Aber bei dir ist das wie schon angemerkt ein persöhnliches Problem.


----------



## Moonboot42 (3. September 2009)

Griffhebel kann man sich doch dazudenken, da kommt nix revolutoinäres mehr.

Tech Hebel Gebashe kann ich nicht mehr verstehen, seit ich ihn fahre. Paßt prima auch mit shimano rapidfire und ist perfekt einstellbar. Prima Teil!


Danke für die Fotos, sieht ja echt gut aus das Linup.


----------



## StillPad (3. September 2009)

SpeedyR schrieb:


> Und?





> Ps: Der neue Griff ist mit dem Carbonhebelchen so filigran!?Wer soll damit Bremsen?



Wie soll man was dazu sagen wenn man nix vom Hebel auf den Foto sieht du Nase

Kommt da vielleicht noch jemand hin und kann ein paar schöne von den Teilen machen?


----------



## Janne4ever (3. September 2009)

Weiß hier jemand schon ob es Hope Teile 2010 auch mal offiziel in grün geben wird?


----------



## StillPad (3. September 2009)

Grün wird Teamfahrer Farbe bleiben.

Hier warten schon viele auf Grün


----------



## MTB-News.de




----------



## thefaked (3. September 2009)

JaDuWerSonst schrieb:


> Aber die habe ich doch schon.




Nicht ganz.


----------



## JaDuWerSonst (3. September 2009)

thefaked schrieb:


> Nicht ganz.



Doch ganz, sogar 2 Stück


----------



## thefaked (4. September 2009)

Hab mich eher auf den Unterschied Mini- <-> X2-Sattel bezogen.


----------



## Don Trailo (5. September 2009)

mir gefälllts, und freue mich wann lieferbar


----------



## hardflipper (5. September 2009)

Don Trailo schrieb:


> mir gefälllts, und freue mich wann lieferbar



Dito!

Der Deckel soll noch nicht entgültig sein und der Carbongriffel auch noch nicht. Deckel kommt in Carbon und der Griff wird vermutlich noch a bisserl ergonomischer. Aber das geht m.M.n kaum. 

Ich bestelle sie auch demnächst.


----------



## Hänschen (5. September 2009)

Wenn ihr einen Shop habt bitte den Link posten.


----------



## MTB-News.de




----------



## kona86 (5. September 2009)




----------



## kona86 (5. September 2009)




----------



## Freeman_1982 (5. September 2009)

wartet kurz... ich lad grad die Bilder für den Griff der Hope V2 hoch.

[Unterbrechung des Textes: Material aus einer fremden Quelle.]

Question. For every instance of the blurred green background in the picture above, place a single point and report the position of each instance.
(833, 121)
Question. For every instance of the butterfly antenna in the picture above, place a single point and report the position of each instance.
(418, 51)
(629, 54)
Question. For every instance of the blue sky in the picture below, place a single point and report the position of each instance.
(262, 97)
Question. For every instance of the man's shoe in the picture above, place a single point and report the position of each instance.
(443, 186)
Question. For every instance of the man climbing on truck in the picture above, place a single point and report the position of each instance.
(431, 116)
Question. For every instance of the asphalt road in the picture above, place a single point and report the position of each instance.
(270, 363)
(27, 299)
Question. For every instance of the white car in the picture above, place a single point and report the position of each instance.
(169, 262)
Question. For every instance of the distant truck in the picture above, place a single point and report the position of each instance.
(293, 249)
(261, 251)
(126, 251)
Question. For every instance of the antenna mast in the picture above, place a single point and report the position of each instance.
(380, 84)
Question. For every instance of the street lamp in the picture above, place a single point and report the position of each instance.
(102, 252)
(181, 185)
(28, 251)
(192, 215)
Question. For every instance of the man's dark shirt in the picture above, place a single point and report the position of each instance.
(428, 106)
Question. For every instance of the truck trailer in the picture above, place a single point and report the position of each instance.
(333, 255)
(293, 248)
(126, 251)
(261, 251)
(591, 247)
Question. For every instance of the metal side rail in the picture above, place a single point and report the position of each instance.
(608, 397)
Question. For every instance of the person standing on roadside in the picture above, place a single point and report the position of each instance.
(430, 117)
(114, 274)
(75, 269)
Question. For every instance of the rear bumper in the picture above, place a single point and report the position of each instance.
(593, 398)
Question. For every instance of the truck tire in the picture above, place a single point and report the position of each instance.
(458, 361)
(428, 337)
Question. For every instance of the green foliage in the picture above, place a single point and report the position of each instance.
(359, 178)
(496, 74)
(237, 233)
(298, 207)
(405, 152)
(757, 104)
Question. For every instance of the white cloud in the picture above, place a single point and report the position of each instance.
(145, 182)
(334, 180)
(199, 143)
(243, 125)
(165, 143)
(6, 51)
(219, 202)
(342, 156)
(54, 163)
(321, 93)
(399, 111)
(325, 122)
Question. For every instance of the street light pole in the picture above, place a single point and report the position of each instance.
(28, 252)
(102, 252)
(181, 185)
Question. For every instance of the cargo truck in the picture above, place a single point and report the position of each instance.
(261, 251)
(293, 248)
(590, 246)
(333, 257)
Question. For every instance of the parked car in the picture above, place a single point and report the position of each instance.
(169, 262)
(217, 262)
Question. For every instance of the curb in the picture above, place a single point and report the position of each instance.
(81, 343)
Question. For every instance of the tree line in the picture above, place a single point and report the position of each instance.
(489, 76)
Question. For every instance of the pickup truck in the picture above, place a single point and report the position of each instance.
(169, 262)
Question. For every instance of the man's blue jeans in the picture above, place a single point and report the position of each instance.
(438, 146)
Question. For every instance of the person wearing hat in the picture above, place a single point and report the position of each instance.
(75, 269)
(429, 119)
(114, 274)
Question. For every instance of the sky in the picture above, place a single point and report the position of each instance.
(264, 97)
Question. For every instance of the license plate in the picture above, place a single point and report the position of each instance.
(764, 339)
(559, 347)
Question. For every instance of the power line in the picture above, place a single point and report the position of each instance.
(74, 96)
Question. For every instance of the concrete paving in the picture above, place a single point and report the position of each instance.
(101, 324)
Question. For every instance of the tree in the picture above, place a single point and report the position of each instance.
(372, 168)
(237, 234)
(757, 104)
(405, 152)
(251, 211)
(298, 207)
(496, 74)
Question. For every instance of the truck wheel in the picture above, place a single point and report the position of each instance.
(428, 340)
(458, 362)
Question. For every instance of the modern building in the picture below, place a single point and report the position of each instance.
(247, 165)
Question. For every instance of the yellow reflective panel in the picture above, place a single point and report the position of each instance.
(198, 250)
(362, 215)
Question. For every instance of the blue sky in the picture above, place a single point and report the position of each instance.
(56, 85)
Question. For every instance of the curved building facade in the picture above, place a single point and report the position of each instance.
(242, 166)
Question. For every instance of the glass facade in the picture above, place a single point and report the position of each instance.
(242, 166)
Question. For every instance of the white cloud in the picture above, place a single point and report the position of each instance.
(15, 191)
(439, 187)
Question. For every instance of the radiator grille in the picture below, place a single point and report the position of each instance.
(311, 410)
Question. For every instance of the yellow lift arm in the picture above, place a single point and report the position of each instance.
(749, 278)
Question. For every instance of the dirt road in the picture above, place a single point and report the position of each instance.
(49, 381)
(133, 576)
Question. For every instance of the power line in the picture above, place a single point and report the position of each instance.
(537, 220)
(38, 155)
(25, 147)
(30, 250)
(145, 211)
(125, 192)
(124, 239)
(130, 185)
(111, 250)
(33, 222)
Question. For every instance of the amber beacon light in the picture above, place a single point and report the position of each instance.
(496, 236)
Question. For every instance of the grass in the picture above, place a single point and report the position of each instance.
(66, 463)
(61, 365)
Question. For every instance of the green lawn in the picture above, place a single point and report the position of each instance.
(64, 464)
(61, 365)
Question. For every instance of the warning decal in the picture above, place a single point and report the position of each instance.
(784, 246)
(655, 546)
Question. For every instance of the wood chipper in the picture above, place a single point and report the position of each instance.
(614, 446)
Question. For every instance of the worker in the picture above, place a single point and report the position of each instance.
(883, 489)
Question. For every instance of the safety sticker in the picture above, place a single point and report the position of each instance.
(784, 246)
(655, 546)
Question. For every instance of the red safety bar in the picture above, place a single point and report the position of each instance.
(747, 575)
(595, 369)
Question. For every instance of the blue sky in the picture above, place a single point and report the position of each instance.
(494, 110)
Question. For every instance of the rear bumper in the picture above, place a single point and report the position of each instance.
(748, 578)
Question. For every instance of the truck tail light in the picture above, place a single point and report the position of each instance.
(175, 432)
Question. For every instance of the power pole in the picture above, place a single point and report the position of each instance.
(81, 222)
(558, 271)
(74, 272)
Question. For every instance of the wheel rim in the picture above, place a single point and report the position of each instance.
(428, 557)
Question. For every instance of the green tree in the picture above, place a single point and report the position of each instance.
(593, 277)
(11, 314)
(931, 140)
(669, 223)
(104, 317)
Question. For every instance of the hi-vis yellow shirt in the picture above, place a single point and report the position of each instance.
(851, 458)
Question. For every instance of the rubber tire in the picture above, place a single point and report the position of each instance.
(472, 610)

edit: Ganz ehrlich? Der Griff fühlt sich sehr gut an, die Verstellung ist "pornös" ums mal dezent auszudrücken. Was mir auffiel ist, dass der Druckpunkt nicht gewohnt "hart" war sondern eher verweichlicht wie bei einer The One oder so. Kann natürlich auch am nicht sauber entlüfteten Vorführrad gelegen haben. Auf jedenfall geht das besser.


----------



## HB76 (5. September 2009)

jetz mal ehrlich, was soll ich mit diesen zwei einstellrädchen?? das stellt man einmal ein und dann brauch ich die nie wieder, ergo unnütz. 

der andere hebel ist ne augenweide, hmm.................. brauch ich den wirklich? bremsen tuts ja jetzt auch?


----------



## Freeman_1982 (5. September 2009)

das ist korrekt. Aber allein die Möglichkeit es für
sich passend einzustellen ist richtig gut. Und im
Gegensatz zur Konkurenz ist der Verstellbereich
extrem.


----------



## Ge!st (5. September 2009)

Ich habe die Tech-Bremshebel mit der X2 im Einsatz und die Einstellmöglichkeiten sind klasse, ohne Werkzeug, total kinderleicht. Das Entlüften ist allerdings etwas aufwendiger im verglich zu den älteren Bremsheblen - wenn man es nach der klassischen Methode macht.


----------



## StillPad (5. September 2009)

Was ist den am Entlüften anders beim klassischen?
Und wie sieht klassisch denn aus?

Die Race Heble gefallen mir richtig gut mit den Carbon, was mir gar nicht gefällt ist die schei$ Werbung drauf.
Der grüne hope Schriftzug ist ein absolutes no go!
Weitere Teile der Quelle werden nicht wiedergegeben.